クレーム・シャンティイ

クレーム・シャンティイ [crème chantilly]

シャンティイの城。ドームの上に高くそびえる尖塔がクレーム・シャンティイの形状を思わせる。 写真提供/森下令治氏[東京製菓学校]

シャンティイの城。ドームの上に高くそびえる尖塔がクレーム・シャンティイの形状を思わせる。
写真提供/森下令治氏[東京製菓学校]

泡立てたクリーム。クレーム・フエッテ(crème fouettée)ともいいます。泡立てたクリームをクレーム・シャンティイと呼ぶようになったのはルイ14世(1638-1715)の頃のこと。

ヴォー・ル・ヴィコント城にヴァテルという「メートル・ドテル」がいました。

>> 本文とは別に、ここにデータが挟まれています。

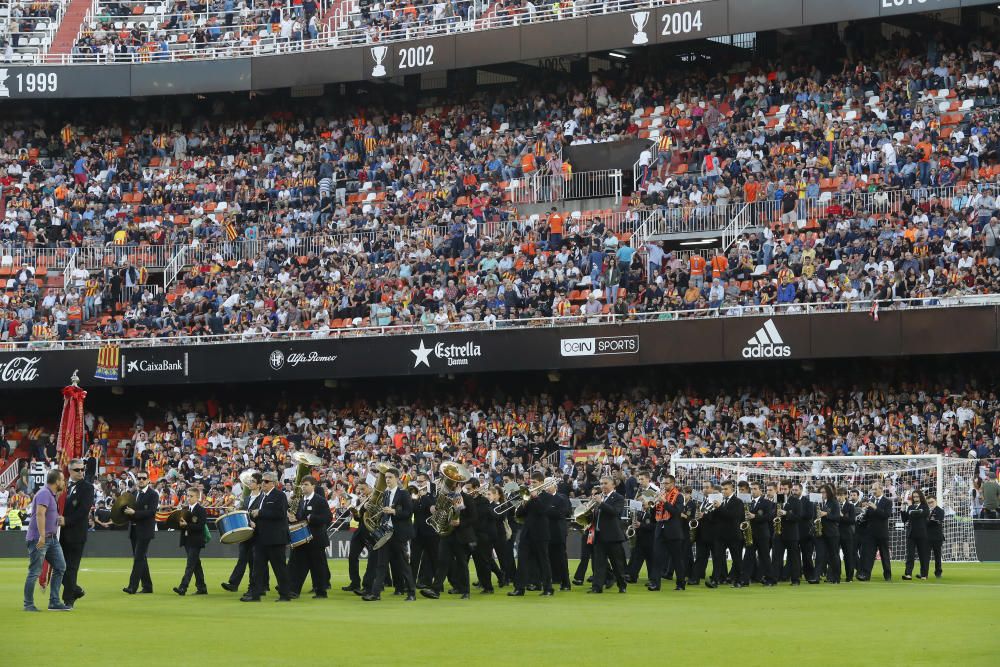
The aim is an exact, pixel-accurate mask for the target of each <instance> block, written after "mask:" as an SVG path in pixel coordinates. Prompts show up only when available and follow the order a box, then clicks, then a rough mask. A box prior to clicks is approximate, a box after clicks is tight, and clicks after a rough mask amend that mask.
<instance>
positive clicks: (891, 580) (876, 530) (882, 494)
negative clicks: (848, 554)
mask: <svg viewBox="0 0 1000 667" xmlns="http://www.w3.org/2000/svg"><path fill="white" fill-rule="evenodd" d="M872 495H874V496H875V497H874V498H872V499H871V500H868V501H865V502H864V503H862V505H861V507H862V509H864V510H865V518H866V521H865V524H866V526H865V540H866V541H865V553H864V564H863V566H862V567H861V568H860V569H861V571H860V572H859V573H858V579H860V580H862V581H868V580H869V579H871V577H872V569H873V568H874V567H875V552H876V551H878V552H879V555H880V557H881V559H882V576H883V577H884V578H885V580H886V581H892V552H891V551H890V549H889V517H891V516H892V501H891V500H889V499H888V498H887V497H886V496H885V492H884V491H883V489H882V485H881V484H879V483H877V482H876V483H875V484H873V485H872ZM862 575H863V576H862Z"/></svg>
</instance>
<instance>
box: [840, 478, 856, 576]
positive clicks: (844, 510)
mask: <svg viewBox="0 0 1000 667" xmlns="http://www.w3.org/2000/svg"><path fill="white" fill-rule="evenodd" d="M837 500H838V501H839V502H840V526H839V531H840V551H841V553H842V554H843V560H844V575H845V577H846V581H848V582H850V581H853V580H854V569H855V568H856V567H857V564H856V560H855V556H856V550H855V546H854V533H855V530H856V526H855V523H856V522H857V514H858V512H857V508H856V507H855V506H854V503H853V502H851V501H850V500H848V499H847V489H843V488H841V489H837Z"/></svg>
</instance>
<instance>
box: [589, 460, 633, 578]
mask: <svg viewBox="0 0 1000 667" xmlns="http://www.w3.org/2000/svg"><path fill="white" fill-rule="evenodd" d="M594 497H595V498H597V499H598V501H599V502H598V504H597V507H596V508H595V509H594V577H593V581H592V583H591V588H590V590H589V591H587V592H588V593H603V592H604V580H605V579H606V578H607V572H608V561H609V560H610V561H611V572H612V574H614V577H615V581H616V582H617V583H618V592H619V593H624V592H625V583H626V582H625V547H624V546H623V543H624V542H625V531H623V530H622V521H621V517H622V513H623V512H624V511H625V497H624V496H622V495H621V494H620V493H618V492H616V491H615V483H614V481H613V480H612V479H611V478H610V477H602V478H601V488H600V490H597V489H594Z"/></svg>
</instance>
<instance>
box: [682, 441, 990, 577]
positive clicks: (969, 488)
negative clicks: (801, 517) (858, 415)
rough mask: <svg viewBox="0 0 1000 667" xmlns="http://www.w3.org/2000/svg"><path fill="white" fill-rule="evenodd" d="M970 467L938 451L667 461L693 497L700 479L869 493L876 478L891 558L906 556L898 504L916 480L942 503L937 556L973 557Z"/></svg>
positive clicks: (971, 506) (971, 560) (967, 464)
mask: <svg viewBox="0 0 1000 667" xmlns="http://www.w3.org/2000/svg"><path fill="white" fill-rule="evenodd" d="M975 469H976V464H975V461H971V460H969V459H954V458H946V457H943V456H940V455H919V456H917V455H914V456H817V457H764V458H740V459H737V458H719V459H688V458H677V459H674V460H672V461H671V463H670V471H671V474H673V475H674V476H675V477H676V478H677V482H678V484H680V485H681V486H691V487H693V489H694V493H695V497H698V496H699V495H700V493H701V485H702V482H704V481H709V482H712V483H715V484H721V483H722V482H723V481H725V480H728V479H731V480H733V481H736V482H739V481H741V480H746V481H748V482H761V483H762V484H764V483H767V482H775V483H777V482H779V481H780V480H782V479H789V480H792V481H793V482H800V483H802V484H803V485H804V487H805V491H804V493H810V492H811V493H818V492H819V487H820V486H822V485H823V484H826V483H829V484H832V485H833V487H834V488H846V489H848V490H850V489H859V490H860V491H861V494H862V497H863V496H866V495H868V494H870V492H871V485H872V484H874V483H875V482H881V483H882V484H883V486H884V487H885V493H886V495H887V496H888V497H889V498H890V499H891V500H892V501H893V516H892V518H891V519H890V520H889V537H890V540H891V542H890V547H891V548H892V558H893V560H903V559H904V558H905V557H906V528H905V526H904V524H903V519H902V516H901V514H900V509H901V508H902V506H903V503H904V498H905V496H906V495H908V493H909V490H910V489H911V488H912V482H913V481H915V482H916V484H917V486H919V487H920V489H921V490H922V491H923V492H924V494H925V495H933V496H935V497H936V498H937V501H938V505H939V506H940V507H941V508H942V509H944V512H945V521H944V546H943V548H942V554H941V556H942V559H943V560H947V561H951V562H974V561H977V560H978V558H977V557H976V539H975V534H974V532H973V523H972V506H971V504H972V479H973V475H974V474H975Z"/></svg>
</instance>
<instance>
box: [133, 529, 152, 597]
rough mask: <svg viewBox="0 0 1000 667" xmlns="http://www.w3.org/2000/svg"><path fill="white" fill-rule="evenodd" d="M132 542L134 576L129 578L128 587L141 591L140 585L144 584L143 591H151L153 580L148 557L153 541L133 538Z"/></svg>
mask: <svg viewBox="0 0 1000 667" xmlns="http://www.w3.org/2000/svg"><path fill="white" fill-rule="evenodd" d="M131 540H132V574H131V575H129V578H128V587H129V588H130V589H131V590H133V591H135V590H139V585H140V584H142V590H144V591H151V590H153V580H152V579H151V578H150V576H149V561H148V560H146V555H147V554H148V553H149V543H150V542H152V541H153V540H152V539H150V538H145V537H135V536H132V537H131Z"/></svg>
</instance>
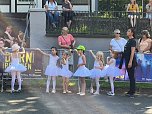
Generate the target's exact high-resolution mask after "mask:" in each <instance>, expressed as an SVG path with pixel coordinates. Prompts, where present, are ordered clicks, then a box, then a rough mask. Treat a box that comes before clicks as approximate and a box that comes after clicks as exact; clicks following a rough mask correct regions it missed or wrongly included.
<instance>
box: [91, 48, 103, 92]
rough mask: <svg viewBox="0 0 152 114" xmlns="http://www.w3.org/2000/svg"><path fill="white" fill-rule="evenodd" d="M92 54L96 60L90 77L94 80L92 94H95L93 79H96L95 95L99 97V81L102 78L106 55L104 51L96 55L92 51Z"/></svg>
mask: <svg viewBox="0 0 152 114" xmlns="http://www.w3.org/2000/svg"><path fill="white" fill-rule="evenodd" d="M90 53H91V54H92V56H93V57H94V59H95V61H94V68H93V69H92V70H91V71H90V72H91V76H90V77H91V78H92V80H91V90H90V93H93V79H95V81H96V92H95V93H93V94H95V95H99V88H100V84H99V79H100V77H102V75H101V71H102V69H103V68H104V54H103V52H102V51H98V52H97V53H96V55H95V54H94V53H93V52H92V50H90Z"/></svg>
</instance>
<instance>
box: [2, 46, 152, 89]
mask: <svg viewBox="0 0 152 114" xmlns="http://www.w3.org/2000/svg"><path fill="white" fill-rule="evenodd" d="M43 51H44V52H46V53H48V54H49V53H50V52H51V51H50V50H48V49H45V50H43ZM61 51H63V50H59V53H61ZM96 52H97V51H94V53H96ZM103 52H104V55H105V58H106V57H107V56H109V52H108V51H103ZM85 55H86V58H87V64H86V67H87V68H89V69H92V68H93V63H94V59H93V57H92V55H91V54H90V52H89V51H86V52H85ZM73 56H74V61H73V65H72V69H71V71H72V72H75V70H76V69H77V61H78V55H77V54H76V52H75V51H74V52H73ZM136 58H137V63H138V66H137V67H136V70H135V77H136V80H137V81H138V82H152V54H141V53H137V54H136ZM0 60H1V61H0V62H2V60H3V63H2V64H0V65H2V66H0V68H1V69H5V68H6V67H7V66H9V64H10V57H5V62H4V59H3V56H0ZM20 62H21V63H22V64H24V65H25V66H26V67H27V69H28V70H27V71H26V72H24V73H22V78H23V79H45V78H46V77H45V76H44V71H45V68H46V66H47V65H48V63H49V57H47V56H44V55H42V53H40V51H38V50H35V49H26V53H25V55H23V56H21V59H20ZM118 65H119V61H117V64H116V66H118ZM4 74H5V75H7V76H6V77H3V76H2V77H1V81H2V91H3V84H4V80H8V79H10V77H9V76H10V75H9V74H8V73H4ZM121 74H122V75H121V76H118V77H116V80H117V81H127V80H128V79H129V78H128V74H127V72H126V70H125V65H123V68H122V70H121ZM73 79H77V78H72V80H73Z"/></svg>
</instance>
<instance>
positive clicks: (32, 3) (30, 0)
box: [0, 0, 98, 13]
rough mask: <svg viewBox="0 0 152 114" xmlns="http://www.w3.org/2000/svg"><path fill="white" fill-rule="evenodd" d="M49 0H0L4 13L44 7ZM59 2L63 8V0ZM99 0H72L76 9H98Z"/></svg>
mask: <svg viewBox="0 0 152 114" xmlns="http://www.w3.org/2000/svg"><path fill="white" fill-rule="evenodd" d="M46 1H47V0H0V11H1V12H2V13H26V12H28V10H29V8H32V7H36V8H43V6H44V4H45V2H46ZM56 1H57V2H58V5H59V6H58V7H59V10H61V4H62V0H56ZM97 1H98V0H72V4H73V9H74V10H76V11H96V10H97Z"/></svg>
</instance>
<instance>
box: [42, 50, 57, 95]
mask: <svg viewBox="0 0 152 114" xmlns="http://www.w3.org/2000/svg"><path fill="white" fill-rule="evenodd" d="M40 51H41V50H40ZM41 53H42V54H44V55H46V56H49V57H50V60H49V65H48V66H47V67H46V70H45V75H47V76H48V78H47V82H46V93H49V86H50V81H51V79H52V80H53V89H52V93H56V77H57V76H58V75H59V67H58V66H57V61H58V59H59V57H58V55H57V48H56V47H51V54H47V53H44V52H43V51H41Z"/></svg>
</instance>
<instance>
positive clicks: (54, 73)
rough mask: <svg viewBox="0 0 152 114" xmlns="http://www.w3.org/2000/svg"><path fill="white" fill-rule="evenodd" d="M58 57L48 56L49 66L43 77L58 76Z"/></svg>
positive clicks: (56, 56) (50, 55) (57, 56)
mask: <svg viewBox="0 0 152 114" xmlns="http://www.w3.org/2000/svg"><path fill="white" fill-rule="evenodd" d="M58 59H59V57H58V56H52V55H51V54H50V60H49V65H48V66H47V67H46V70H45V75H47V76H58V75H59V67H57V60H58Z"/></svg>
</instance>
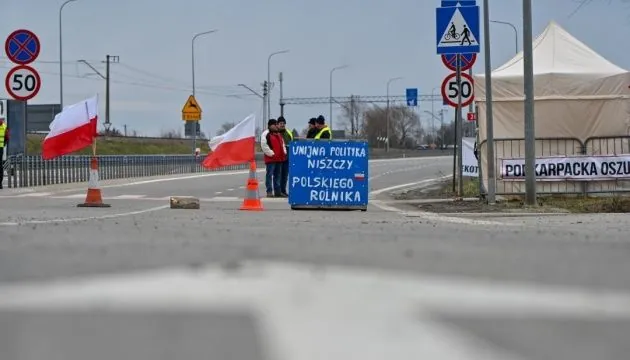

「メートル・ドテル」とは給仕長のことですが、かつては王侯貴族の屋敷の司厨長や執事長であり、家事全般を取り仕切っていました。ある夜、城主はルイ14世を招いて華麗な宴を催すことにしました。ヴァテルはルイ14世を驚かせようと、あれこれ思いを巡らせ、新しい作品を考案しました。クリームに砂糖を入れて泡立て、ムース状にしたのです。これこそ後にクレーム・シャンティイと呼ばれるようになった泡立てたクリームですが、この時、まだ名前は付いていませんでした。しかも残念なことにこの宴は中止になってしまったようです。

後日、ヴァテルはパリの北50Kmのところにあるシャンティイの城に転職しました。シャンティイの城主のコンデ公がヴァテルのクリームの噂を聞きつけ、彼をスカウトしたようです。ヴァテルはルイ14世を招く宴席でこのクリームを披露しました。美食家のルイ14世も初めて食べるこの泡立てたクリームに驚嘆したに違いありません。

泡立てたクリームをクレーム・シャンティイと呼ぶようになったのにはこうしたいきさつがあったと伝えられています。